13.1 Granular Communication Controls

You can customize your communication preferences for different types of messages:

Email Communications:

• Service updates and account notifications
• Educational content and industry insights
• Product announcements and new features
• Promotional offers and marketing
• Event invitations and webinars
• Newsletter and blog updates

SMS/Text Messages:

• Appointment reminders and confirmations
• Order status and delivery updates
• Important account notifications
• Promotional offers (requires separate opt-in)

Phone Communications:

• Customer service and support calls
• Appointment scheduling and confirmations
• Sales and consultation calls (with consent)

Frequency Options:

• Daily updates
• Weekly digest
• Monthly summary
• Special occasions only
• Immediate/urgent only

13.2 Preference Management

Update Preferences:

• Email: Send preferences to privacy@cicormarketing.com
• Phone: Call 855-424-2676
• Unsubscribe links: Use the unsubscribe option in any marketing email

Global Unsubscribe:

• Click “Unsubscribe” in any marketing email
• Reply “STOP” to SMS messages
• Email privacy@cicormarketing.com with “UNSUBSCRIBE ALL” in subject line
• Call our Privacy Officer at 855-424-2676

Changes to preferences take effect within 48 hours for email, immediately for SMS.

14. Policy Changes

CICOR Marketing may update this Privacy Policy at any time to reflect:

• Changes in our business practices
• Updates to applicable laws and regulations
• New features or services
• Enhanced security measures

Notification of Changes:

• All changes: Updated effective date posted on this page
• Your responsibility: We encourage you to review this policy periodically to stay informed about how we protect your personal information

Your Acceptance:

• Continued use of our services after changes indicates acceptance of the revised policy
• If you disagree with changes, you may discontinue use or request account deletion

Version History: Previous versions of this policy are available upon request.

15. Legal Terms

15.1 Electronic Communications

By using our services, you consent to receive communications electronically. We may communicate with you by email or by posting notices on our website. You agree that all agreements, notices, disclosures, and other communications we provide electronically satisfy any legal requirement that such communications be in writing.
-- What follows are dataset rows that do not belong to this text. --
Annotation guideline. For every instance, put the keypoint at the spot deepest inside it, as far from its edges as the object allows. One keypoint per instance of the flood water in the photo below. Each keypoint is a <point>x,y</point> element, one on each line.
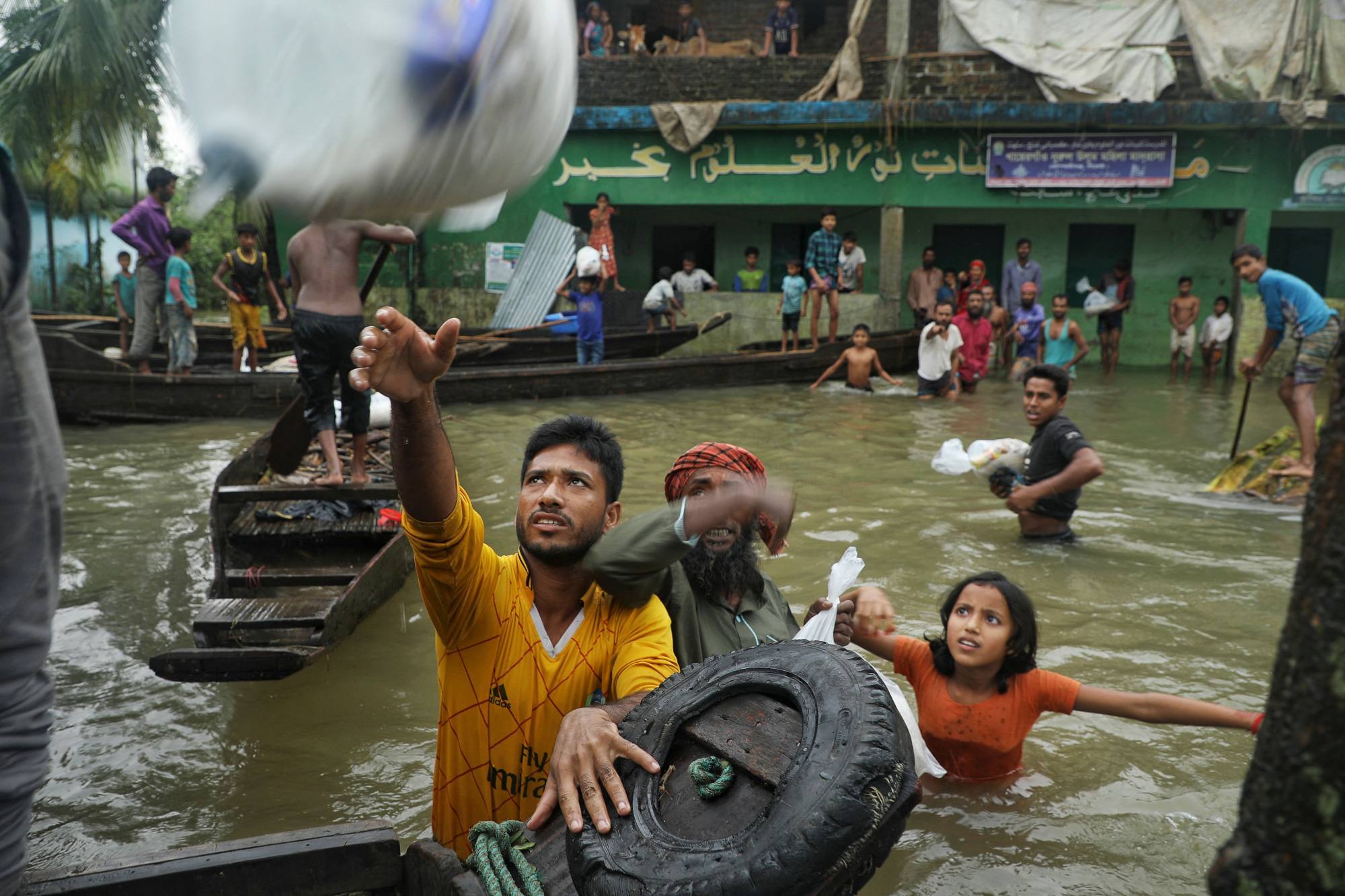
<point>1167,589</point>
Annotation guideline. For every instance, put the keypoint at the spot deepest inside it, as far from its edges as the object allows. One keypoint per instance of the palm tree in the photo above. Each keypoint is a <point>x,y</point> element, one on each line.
<point>79,81</point>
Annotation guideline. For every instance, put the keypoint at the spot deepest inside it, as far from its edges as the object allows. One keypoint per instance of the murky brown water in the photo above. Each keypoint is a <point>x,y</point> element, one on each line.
<point>1168,589</point>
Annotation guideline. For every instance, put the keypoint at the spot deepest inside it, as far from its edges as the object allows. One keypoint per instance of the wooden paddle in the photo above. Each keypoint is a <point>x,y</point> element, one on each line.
<point>290,438</point>
<point>1242,419</point>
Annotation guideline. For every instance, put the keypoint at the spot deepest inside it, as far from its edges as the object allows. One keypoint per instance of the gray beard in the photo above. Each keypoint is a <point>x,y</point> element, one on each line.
<point>734,572</point>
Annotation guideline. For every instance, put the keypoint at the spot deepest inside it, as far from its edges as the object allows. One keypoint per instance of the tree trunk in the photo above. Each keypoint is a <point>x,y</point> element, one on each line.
<point>1291,836</point>
<point>52,248</point>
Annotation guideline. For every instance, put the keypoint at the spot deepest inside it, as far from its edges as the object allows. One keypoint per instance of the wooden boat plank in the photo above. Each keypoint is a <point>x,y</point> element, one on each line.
<point>299,607</point>
<point>373,491</point>
<point>233,663</point>
<point>317,861</point>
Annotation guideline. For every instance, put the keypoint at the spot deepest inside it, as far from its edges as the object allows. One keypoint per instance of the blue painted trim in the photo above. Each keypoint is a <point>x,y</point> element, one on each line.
<point>984,114</point>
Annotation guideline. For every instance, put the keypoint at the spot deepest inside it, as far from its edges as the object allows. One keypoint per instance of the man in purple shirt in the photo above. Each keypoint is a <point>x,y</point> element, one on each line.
<point>146,228</point>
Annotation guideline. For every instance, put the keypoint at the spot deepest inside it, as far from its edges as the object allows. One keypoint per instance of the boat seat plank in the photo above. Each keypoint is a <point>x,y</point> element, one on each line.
<point>361,525</point>
<point>317,861</point>
<point>233,663</point>
<point>267,612</point>
<point>373,491</point>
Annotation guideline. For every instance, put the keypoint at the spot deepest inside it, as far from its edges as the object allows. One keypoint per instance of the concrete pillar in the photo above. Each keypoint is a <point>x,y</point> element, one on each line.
<point>899,44</point>
<point>892,232</point>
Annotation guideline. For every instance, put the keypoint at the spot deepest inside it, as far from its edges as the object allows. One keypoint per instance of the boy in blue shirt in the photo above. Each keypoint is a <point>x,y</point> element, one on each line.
<point>180,304</point>
<point>588,346</point>
<point>792,303</point>
<point>782,29</point>
<point>1292,306</point>
<point>124,296</point>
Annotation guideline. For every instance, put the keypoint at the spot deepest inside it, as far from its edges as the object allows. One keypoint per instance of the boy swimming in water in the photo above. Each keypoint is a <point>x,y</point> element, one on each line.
<point>978,689</point>
<point>863,362</point>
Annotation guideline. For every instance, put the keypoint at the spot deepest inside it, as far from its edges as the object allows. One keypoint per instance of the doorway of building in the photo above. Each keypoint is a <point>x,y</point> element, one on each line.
<point>1304,252</point>
<point>673,241</point>
<point>789,243</point>
<point>956,247</point>
<point>1094,251</point>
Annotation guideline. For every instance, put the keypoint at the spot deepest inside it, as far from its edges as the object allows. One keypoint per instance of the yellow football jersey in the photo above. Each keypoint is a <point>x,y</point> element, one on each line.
<point>504,686</point>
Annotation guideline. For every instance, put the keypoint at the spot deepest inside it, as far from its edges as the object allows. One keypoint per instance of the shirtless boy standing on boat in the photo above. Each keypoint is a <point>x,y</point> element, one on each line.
<point>329,317</point>
<point>863,364</point>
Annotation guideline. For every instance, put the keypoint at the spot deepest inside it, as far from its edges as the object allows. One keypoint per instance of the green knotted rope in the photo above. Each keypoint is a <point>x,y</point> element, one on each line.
<point>498,858</point>
<point>714,776</point>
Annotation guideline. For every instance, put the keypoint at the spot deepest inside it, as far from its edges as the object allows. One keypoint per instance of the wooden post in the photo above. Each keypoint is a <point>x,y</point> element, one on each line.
<point>1291,836</point>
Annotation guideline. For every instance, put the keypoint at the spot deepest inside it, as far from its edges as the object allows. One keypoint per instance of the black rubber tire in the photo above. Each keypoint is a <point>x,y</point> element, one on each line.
<point>836,815</point>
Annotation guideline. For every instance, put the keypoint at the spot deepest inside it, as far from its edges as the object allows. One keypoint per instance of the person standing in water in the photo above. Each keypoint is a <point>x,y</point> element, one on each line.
<point>1292,306</point>
<point>978,688</point>
<point>1061,462</point>
<point>329,318</point>
<point>1066,343</point>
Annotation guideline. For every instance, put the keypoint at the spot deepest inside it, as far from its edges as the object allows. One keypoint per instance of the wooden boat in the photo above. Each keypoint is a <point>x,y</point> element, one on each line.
<point>91,388</point>
<point>215,339</point>
<point>540,346</point>
<point>286,591</point>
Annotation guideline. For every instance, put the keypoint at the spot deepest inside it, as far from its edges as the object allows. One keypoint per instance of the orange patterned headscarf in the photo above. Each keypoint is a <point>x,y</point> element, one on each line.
<point>719,454</point>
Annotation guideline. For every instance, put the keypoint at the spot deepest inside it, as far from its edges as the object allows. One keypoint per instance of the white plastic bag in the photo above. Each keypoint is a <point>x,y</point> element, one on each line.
<point>821,627</point>
<point>953,459</point>
<point>396,110</point>
<point>588,263</point>
<point>984,456</point>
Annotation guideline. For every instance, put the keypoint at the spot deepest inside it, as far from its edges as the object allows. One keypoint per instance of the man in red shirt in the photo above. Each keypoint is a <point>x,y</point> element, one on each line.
<point>976,342</point>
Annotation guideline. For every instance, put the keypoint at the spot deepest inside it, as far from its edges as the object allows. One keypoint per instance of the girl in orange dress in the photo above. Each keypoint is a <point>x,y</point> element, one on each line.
<point>978,688</point>
<point>601,237</point>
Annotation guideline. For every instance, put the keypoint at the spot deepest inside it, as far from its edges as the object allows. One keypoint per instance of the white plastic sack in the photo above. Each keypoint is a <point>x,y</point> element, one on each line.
<point>821,627</point>
<point>388,111</point>
<point>588,263</point>
<point>985,456</point>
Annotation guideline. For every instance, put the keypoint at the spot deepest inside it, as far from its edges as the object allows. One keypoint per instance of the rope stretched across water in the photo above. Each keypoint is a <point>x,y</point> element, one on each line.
<point>498,858</point>
<point>712,775</point>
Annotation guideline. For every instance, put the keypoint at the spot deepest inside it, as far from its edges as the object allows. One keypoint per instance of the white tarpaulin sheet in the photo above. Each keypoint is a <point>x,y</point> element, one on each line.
<point>1082,50</point>
<point>1242,52</point>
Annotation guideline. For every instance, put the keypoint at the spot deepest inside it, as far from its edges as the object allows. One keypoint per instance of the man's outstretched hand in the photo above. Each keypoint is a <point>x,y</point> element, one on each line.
<point>583,766</point>
<point>399,358</point>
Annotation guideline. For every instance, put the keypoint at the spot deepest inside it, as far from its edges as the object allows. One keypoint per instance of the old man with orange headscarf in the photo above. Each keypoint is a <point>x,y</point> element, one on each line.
<point>699,556</point>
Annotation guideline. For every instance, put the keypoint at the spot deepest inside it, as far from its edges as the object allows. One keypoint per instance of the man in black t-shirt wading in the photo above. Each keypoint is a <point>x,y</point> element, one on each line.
<point>1059,463</point>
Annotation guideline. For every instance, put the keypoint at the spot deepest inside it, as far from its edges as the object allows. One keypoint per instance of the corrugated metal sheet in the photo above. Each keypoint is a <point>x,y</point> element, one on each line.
<point>547,257</point>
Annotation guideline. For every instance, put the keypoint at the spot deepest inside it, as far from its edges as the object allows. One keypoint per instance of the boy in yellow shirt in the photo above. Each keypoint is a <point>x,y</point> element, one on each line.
<point>537,665</point>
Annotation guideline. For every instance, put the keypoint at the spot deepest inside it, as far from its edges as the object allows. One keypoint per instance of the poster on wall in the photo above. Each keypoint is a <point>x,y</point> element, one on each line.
<point>1081,161</point>
<point>501,260</point>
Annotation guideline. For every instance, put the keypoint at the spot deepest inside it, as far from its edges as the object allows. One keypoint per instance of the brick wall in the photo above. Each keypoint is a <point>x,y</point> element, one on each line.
<point>968,76</point>
<point>644,80</point>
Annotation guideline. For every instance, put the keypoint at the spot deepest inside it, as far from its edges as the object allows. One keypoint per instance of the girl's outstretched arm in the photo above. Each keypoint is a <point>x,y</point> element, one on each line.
<point>1163,709</point>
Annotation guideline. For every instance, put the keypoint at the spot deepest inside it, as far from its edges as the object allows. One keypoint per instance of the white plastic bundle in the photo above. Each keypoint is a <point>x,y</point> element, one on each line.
<point>984,456</point>
<point>1096,303</point>
<point>821,627</point>
<point>389,111</point>
<point>588,263</point>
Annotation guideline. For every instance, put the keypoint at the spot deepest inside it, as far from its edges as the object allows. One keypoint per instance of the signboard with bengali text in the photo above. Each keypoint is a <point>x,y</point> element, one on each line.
<point>1081,161</point>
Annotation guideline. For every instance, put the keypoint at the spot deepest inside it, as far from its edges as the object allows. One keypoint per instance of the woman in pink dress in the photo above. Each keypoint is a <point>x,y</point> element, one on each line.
<point>601,237</point>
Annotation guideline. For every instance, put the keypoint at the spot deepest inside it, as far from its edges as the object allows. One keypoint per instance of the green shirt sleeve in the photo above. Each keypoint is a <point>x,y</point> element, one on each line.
<point>631,561</point>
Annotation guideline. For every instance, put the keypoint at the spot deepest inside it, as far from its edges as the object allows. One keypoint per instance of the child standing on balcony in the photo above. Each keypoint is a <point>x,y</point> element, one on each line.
<point>782,29</point>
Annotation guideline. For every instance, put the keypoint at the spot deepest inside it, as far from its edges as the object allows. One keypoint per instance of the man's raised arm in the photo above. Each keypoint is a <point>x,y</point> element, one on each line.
<point>401,361</point>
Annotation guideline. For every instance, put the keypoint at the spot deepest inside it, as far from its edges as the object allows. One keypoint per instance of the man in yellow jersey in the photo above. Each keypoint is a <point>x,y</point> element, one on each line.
<point>537,665</point>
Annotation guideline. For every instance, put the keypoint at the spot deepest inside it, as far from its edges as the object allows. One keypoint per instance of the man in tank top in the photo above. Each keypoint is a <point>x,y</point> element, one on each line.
<point>248,271</point>
<point>1066,343</point>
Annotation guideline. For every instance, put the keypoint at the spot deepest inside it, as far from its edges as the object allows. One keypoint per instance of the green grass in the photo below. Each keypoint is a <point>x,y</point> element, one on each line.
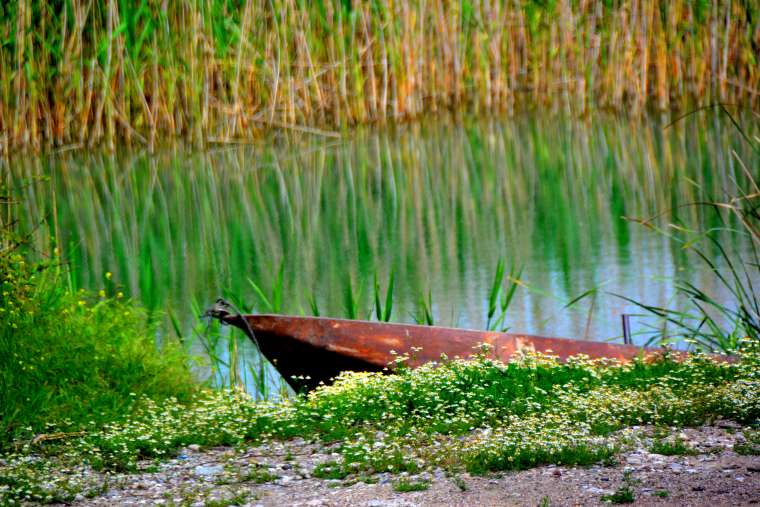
<point>74,361</point>
<point>625,493</point>
<point>672,447</point>
<point>405,485</point>
<point>478,415</point>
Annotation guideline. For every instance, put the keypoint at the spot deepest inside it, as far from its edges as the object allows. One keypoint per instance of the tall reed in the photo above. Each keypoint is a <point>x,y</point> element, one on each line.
<point>81,72</point>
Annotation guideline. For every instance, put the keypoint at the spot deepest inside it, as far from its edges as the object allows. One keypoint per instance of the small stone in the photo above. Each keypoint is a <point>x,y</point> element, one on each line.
<point>208,471</point>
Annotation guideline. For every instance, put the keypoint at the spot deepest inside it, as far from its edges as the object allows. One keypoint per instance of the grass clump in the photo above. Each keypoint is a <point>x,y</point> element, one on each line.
<point>478,415</point>
<point>625,493</point>
<point>672,447</point>
<point>405,485</point>
<point>73,361</point>
<point>751,444</point>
15.2 Jurisdiction and Governing Law

This Privacy Policy is governed by the laws of the State of Florida, without regard to conflict of law principles. Any disputes arising from this Policy shall be subject to the exclusive jurisdiction of the state and federal courts located in Tampa, Florida.

15.3 Severability

If any provision of this Privacy Policy is found to be unenforceable or invalid, that provision will be limited or eliminated to the minimum extent necessary so that the remainder of this Policy will remain in full force and effect.

15.4 Assignment

You may not assign, transfer, or sublicense any of your rights or obligations under this Privacy Policy without our express written consent. CICOR Marketing may assign this Policy in connection with a merger, acquisition, reorganization, or sale of assets, or by operation of law.

15.5 Entire Agreement

This Privacy Policy, together with our Terms of Service, represents the complete agreement between you and CICOR Marketing regarding privacy and data protection matters and supersedes all prior or contemporaneous communications and proposals relating to such matters.

15.6 Waiver

Our failure to enforce any provision of this Privacy Policy will not constitute a waiver of that provision or any other provision.

16. Contact Information

Privacy Officer: Chris Vargas
Company: CICOR Marketing, Inc.
Email: privacy@cicormarketing.com
Phone: 855-424-2676
Address: 100 S Ashley Dr, Suite 600, Tampa, FL 33602, USA

Business Hours: Monday – Friday, 9:00 AM – 5:00 PM EST

For California Residents: Email privacy@cicormarketing.com for any privacy requests. Since we do not sell personal information, no “Do Not Sell” requests are necessary.

Emergency Privacy Matters: For urgent privacy-related security issues, call our main number and request immediate escalation to the Privacy Officer.

This Privacy Policy was last updated on September 28, 2025. We encourage you to review this policy periodically to stay informed about how we protect your personal information.